Abdel saw her glance at the wooden stake in his belt, and he met her gray eyes. They seemed calm and confident. Abdel knew she was sure he wasn't going to kill her, but of course he was.

"Everyone has been lying to you, Abdel," Bodhi said, her voice as sincere as any voice Abdel had ever heard. "I've lied to you. . over and over. . but I'm not the only one. What did they tell you?"

"Who?" Abdel asked.

"The elves," she said, stepping closer still. Abdel's hand went to the stake, but he didn't pull it out. "They told you, what? That I was an elf once? That I did something terrible to them or one of the sacred thises or holy whatses?"

"They told me—"

"A giant crock of horsesh—"

"Enough!" Abdel roared, yanking the stake from his belt but stepping back one stride.

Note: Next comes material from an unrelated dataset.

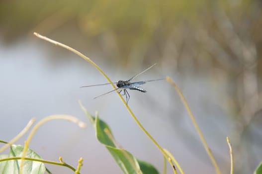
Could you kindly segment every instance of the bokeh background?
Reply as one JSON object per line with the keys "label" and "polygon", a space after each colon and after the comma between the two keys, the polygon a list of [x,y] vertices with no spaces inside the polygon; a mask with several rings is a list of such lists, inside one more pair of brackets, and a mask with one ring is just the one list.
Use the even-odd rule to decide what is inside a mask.
{"label": "bokeh background", "polygon": [[[160,173],[163,157],[136,125],[107,83],[81,58],[33,35],[37,32],[91,58],[113,81],[170,76],[180,87],[223,174],[251,174],[262,160],[262,3],[249,0],[63,0],[0,1],[0,139],[10,140],[28,120],[74,115],[81,129],[62,120],[37,132],[30,147],[46,160],[59,156],[83,174],[121,174],[95,138],[78,103],[98,111],[118,143]],[[142,124],[175,157],[186,173],[214,174],[179,96],[165,81],[130,91],[129,105]],[[25,139],[17,143],[22,144]],[[6,151],[7,153],[7,151]],[[53,173],[68,169],[47,165]],[[168,173],[172,169],[168,166]]]}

"Abdel. ." she said, and he looked her in the eyes again. "I'm sorry. I had to do all these things. I had no choice and neither did you."

"I had—"

"No choice," she said again. "Name one thing in the last month you decided to do on your own."

Abdel sighed, and Bodhi's eyes softened. Her pupils seemed to widen, and Abdel felt his jaw relax, felt his grip on the stake relax, then a yellow fog passed over his vision.

"Abdel," Bodhi whispered, "be with me.."

Irenicus had warned her that this might happen, and Bodhi had very casually brushed it off, saying she'd seen monsters before. In more ways than one, she was a sort of monster herself, wasn't she?

But what she saw Abdel transform into, she really wasn't ready for.

The stake in his hand snapped in half first, then the link she'd established with him broke all at once, and his body contorted and transformed.

Bodhi was fast, fast enough to stay away from the Abdel-Bhaal thing—the raving, murderous beast. It smashed the bar to splinters and sent stools and chairs hurtling through the air so fast and so hard they shattered the plaster when they hit the walls. White dust was in the air, and the room was full of deafening sounds: roars, the footfalls of something heavier than an elephant, shattering glass, splintering wood, crumbling brick, and disintegrating plaster.

At first the thing was just breaking up the place, lashing out at everything close enough to smash. Bodhi wasn't sure exactly what to do. This was as close to an avatar of the dead God of Murder that anyone alive had ever been, and she admitted to herself that she was well out of her depth.

She knew she couldn't turn and run … or could she?

She didn't have a chance to decide before the thing that used to be Abdel turned and fixed its blazing yellow eyes on her.

Chapter Twenty-One

Jaheira was practically panting, and Yoshimo's hand was still on her shoulder for a very long time after Imoen had collapsed back into a deep but fitful sleep.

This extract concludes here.